Empire Builders
- Genre: Western anthology
- Country of origin: United States
- Language: English
- Home station: WJZ until September 1930
- Syndicates: NBC-Blue
- Starring: Virginia Gardner Bob McGimsey Don Ameche Bernardine Flynn Harvey Hayes
- Announcer: Ted Pearson
- Written by: Edward H. Bierstadt
- Directed by: Don Bernard
- Original release: January 14, 1929 – June 22, 1931

= Empire Builders (radio program) =

Radio program

Empire Builders is an American old-time radio Western. It was broadcast on NBC-Blue from January 14, 1929, to June 22, 1931. The reference book Radio Rides the Range: A Reference Guide to Western Drama on the Air commented, "This may have been the first western drama on radio; it certainly was one of the most unique."

==Format==
The 30-minute weekly episodes "managed to combine romance and music in one program, along with gritty adventure and occasional bitter violence," featuring both real people from history and fictional characters. Episodes' eras ranged from the mid-1700s to the 1930s. Because the show was sponsored by Great Northern Railway, locales of the stories were usually in an area comprising California, Idaho, Montana, Oregon, and Washington state, the states served by the Great Northern Railway.

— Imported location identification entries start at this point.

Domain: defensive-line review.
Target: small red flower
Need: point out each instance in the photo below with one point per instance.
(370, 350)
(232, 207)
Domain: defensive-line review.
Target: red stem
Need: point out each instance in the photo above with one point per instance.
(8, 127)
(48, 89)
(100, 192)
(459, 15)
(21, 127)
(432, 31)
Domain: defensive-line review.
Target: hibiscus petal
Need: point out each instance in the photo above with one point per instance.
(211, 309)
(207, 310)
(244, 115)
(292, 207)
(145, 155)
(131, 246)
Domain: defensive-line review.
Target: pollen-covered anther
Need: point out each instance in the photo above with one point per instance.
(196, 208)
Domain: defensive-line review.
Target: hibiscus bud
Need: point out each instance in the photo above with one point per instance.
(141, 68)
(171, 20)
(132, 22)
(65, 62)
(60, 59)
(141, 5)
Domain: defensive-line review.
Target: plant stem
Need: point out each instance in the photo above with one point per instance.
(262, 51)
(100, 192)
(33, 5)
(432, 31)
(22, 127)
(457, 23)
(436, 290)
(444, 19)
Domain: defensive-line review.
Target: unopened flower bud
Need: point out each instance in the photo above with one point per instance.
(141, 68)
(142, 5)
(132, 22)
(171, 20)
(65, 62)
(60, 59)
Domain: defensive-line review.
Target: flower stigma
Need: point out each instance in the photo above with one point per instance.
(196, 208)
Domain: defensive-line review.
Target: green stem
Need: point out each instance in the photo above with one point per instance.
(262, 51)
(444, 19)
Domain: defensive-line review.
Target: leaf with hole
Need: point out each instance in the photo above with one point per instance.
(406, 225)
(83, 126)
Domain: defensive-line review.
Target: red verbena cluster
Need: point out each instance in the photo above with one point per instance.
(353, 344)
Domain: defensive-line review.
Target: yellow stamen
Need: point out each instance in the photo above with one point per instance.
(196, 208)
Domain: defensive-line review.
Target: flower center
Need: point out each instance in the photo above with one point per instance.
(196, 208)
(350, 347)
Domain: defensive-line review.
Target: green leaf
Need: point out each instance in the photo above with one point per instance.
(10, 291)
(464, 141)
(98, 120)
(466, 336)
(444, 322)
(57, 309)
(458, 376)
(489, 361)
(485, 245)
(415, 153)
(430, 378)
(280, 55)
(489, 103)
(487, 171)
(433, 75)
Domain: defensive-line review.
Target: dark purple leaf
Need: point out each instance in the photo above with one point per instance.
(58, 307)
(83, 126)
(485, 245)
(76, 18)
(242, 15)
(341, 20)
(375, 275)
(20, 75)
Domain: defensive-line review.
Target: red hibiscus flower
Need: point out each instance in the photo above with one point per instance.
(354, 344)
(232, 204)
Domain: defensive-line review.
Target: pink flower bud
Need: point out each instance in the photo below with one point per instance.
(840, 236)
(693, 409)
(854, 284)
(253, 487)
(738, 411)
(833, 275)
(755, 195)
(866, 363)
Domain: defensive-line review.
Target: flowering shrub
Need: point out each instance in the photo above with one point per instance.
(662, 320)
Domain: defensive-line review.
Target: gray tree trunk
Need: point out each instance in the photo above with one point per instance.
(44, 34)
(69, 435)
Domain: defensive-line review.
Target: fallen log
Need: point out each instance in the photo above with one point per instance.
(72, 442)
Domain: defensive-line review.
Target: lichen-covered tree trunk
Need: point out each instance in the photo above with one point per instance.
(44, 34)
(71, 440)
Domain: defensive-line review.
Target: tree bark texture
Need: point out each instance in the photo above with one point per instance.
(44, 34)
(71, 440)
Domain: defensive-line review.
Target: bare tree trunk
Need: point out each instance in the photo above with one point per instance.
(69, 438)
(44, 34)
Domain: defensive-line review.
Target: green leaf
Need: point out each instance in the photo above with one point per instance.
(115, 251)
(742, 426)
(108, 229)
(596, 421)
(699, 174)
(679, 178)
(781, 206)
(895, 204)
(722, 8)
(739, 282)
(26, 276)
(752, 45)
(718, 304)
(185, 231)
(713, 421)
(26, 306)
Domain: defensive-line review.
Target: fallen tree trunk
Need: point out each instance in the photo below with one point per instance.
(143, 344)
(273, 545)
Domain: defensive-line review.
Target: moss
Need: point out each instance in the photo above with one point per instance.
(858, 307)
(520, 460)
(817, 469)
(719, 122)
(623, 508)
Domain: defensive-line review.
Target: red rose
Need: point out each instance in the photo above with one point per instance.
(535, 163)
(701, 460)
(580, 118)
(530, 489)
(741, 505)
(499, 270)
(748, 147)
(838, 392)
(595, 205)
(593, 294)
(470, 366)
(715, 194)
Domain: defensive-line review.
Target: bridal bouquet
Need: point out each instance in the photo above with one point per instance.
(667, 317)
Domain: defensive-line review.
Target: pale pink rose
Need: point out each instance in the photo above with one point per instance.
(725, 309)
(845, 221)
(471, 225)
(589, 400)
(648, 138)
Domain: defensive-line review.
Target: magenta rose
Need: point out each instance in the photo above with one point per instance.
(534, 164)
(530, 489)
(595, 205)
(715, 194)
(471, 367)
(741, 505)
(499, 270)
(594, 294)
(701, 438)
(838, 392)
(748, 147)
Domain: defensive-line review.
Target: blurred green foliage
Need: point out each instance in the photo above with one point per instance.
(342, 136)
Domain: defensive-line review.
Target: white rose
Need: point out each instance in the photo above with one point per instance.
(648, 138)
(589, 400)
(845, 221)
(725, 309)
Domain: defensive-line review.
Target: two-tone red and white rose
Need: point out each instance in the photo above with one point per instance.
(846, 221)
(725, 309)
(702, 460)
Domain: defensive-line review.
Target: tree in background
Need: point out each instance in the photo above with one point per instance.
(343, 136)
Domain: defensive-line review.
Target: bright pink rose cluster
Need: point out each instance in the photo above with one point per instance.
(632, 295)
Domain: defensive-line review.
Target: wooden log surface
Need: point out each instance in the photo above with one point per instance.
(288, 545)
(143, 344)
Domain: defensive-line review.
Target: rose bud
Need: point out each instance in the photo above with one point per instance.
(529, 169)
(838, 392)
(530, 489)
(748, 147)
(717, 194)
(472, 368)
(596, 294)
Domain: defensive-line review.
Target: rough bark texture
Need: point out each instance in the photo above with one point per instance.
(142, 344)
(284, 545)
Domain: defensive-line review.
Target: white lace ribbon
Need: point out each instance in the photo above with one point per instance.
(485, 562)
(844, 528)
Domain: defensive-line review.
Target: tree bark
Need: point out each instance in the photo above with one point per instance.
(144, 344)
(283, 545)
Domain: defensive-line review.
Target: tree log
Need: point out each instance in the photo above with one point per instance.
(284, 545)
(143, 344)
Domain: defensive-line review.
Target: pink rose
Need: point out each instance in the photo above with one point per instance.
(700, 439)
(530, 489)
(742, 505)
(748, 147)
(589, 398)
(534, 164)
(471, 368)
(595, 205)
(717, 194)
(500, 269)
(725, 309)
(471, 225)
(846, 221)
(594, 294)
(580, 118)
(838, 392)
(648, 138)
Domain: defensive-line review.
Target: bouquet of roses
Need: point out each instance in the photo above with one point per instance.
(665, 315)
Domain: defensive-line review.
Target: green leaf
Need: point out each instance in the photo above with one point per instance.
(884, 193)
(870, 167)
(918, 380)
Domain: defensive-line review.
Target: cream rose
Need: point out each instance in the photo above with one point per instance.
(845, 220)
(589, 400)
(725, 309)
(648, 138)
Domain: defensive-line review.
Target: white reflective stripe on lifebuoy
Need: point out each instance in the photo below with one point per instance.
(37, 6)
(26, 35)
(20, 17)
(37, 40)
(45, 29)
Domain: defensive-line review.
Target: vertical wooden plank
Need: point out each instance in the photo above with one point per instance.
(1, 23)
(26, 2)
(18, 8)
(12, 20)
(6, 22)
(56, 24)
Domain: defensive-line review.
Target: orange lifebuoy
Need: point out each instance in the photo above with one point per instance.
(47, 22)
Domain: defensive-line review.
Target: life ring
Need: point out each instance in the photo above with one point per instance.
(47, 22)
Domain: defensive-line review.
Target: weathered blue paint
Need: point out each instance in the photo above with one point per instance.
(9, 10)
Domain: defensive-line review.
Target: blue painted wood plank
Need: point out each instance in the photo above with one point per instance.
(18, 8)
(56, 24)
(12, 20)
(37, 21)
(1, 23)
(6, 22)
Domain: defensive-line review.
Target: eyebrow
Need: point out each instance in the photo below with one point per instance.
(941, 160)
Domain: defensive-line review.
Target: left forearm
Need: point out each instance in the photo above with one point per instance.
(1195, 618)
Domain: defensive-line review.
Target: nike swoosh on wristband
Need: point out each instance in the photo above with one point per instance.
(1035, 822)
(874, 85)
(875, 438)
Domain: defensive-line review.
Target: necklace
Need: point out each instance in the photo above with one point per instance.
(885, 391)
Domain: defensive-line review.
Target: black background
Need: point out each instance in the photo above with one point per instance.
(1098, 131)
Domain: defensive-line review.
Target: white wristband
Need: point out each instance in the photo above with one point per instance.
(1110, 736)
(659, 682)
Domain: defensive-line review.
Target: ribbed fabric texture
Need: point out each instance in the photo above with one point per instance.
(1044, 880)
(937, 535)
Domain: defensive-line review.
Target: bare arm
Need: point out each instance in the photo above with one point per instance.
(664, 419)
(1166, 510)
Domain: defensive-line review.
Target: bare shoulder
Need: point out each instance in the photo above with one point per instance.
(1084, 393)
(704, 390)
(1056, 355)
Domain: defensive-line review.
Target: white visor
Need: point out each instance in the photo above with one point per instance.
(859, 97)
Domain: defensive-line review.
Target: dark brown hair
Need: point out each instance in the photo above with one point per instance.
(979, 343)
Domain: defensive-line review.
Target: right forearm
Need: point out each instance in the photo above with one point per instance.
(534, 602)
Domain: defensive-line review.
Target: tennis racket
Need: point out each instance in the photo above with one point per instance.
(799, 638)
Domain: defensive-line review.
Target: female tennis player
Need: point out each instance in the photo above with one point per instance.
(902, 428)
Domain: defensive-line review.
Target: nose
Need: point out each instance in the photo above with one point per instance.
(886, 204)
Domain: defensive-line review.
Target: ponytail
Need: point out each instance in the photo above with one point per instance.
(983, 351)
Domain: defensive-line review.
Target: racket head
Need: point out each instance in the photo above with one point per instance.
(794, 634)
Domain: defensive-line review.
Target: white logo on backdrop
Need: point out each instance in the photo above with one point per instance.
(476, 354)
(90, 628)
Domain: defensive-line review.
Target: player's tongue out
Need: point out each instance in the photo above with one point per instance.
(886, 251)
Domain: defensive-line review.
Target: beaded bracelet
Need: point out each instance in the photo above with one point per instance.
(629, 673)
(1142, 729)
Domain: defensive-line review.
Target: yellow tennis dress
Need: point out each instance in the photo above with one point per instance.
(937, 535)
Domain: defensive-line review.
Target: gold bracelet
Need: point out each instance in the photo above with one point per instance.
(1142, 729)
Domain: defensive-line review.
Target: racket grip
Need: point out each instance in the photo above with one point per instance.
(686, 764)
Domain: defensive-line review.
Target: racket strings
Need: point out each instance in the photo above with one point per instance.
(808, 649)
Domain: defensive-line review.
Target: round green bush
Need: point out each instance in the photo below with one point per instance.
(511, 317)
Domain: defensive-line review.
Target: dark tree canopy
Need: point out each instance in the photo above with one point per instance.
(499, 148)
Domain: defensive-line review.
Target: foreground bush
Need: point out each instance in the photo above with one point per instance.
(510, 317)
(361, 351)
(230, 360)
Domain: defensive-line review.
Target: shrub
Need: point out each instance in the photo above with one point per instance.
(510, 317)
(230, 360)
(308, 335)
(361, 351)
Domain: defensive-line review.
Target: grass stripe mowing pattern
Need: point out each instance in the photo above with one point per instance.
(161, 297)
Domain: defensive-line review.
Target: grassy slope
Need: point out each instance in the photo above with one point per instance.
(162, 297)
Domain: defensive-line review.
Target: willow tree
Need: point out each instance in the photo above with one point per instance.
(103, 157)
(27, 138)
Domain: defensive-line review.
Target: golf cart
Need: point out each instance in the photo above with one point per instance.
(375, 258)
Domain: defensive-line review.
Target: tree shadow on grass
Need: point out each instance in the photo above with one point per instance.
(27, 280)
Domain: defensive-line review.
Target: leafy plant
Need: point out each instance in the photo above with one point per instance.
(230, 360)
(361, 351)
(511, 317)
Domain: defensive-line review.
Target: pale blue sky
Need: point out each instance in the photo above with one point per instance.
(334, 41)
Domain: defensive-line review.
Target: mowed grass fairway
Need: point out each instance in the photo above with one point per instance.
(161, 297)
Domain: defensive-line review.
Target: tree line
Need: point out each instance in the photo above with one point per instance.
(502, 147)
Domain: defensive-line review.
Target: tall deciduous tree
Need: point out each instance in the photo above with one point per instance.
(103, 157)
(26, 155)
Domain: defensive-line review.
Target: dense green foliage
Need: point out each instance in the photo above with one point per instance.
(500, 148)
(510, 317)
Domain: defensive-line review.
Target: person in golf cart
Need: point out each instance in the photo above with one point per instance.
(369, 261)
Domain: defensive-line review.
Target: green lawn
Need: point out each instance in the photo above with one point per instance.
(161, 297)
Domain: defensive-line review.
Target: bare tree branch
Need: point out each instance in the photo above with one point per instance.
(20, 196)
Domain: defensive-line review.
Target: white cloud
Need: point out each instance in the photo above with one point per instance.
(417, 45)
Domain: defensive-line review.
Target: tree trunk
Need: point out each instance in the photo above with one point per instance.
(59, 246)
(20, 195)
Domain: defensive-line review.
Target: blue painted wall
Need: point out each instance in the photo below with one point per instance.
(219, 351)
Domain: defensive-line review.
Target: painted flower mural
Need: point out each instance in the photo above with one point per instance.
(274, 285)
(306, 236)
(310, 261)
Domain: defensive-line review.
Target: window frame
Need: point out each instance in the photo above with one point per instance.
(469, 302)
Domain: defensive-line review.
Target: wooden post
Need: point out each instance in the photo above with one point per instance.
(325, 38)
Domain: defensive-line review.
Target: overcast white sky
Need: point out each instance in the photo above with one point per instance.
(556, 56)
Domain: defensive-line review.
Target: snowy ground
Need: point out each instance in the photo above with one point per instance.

A narrator (the Old Timer) introduced each episode, and his "chuckles and characteristic colloquialisms" were regular features of the program.

As an example of the fare heard on Empire Builders, a two-part program that began on February 18, 1929, related the adventures experienced and the obstacles overcome during the Lewis and Clark Expedition. Among the difficulties included in the program was "the incident at Great Falls, where a cloudburst swelled the river and swept their encampment from the banks like so many flies."

==Personnel==
Virginia Gardner and Bob McGimsey starred in the original version of the program, when it originated at WJZ in New York City. When origination changed to Chicago, Don Ameche, Bernardine Flynn, and Harvey Hayes starred. The supporting cast usually included Obed "Dad" Pickard, Lucille Husting, and Bob White. Ameche and Flynn, both from the University of Wisconsin, were selected for the Chicago cast from hundreds of actors and actresses who auditioned for the program. Others who were heard on the program included Jack Daly.

Ted Pearson was the announcer, Don Bernard was the director, and Josef Koestner conducted the orchestra. Edward H. Bierstadt was a writer.

Wyllis Cooper was continuity editor.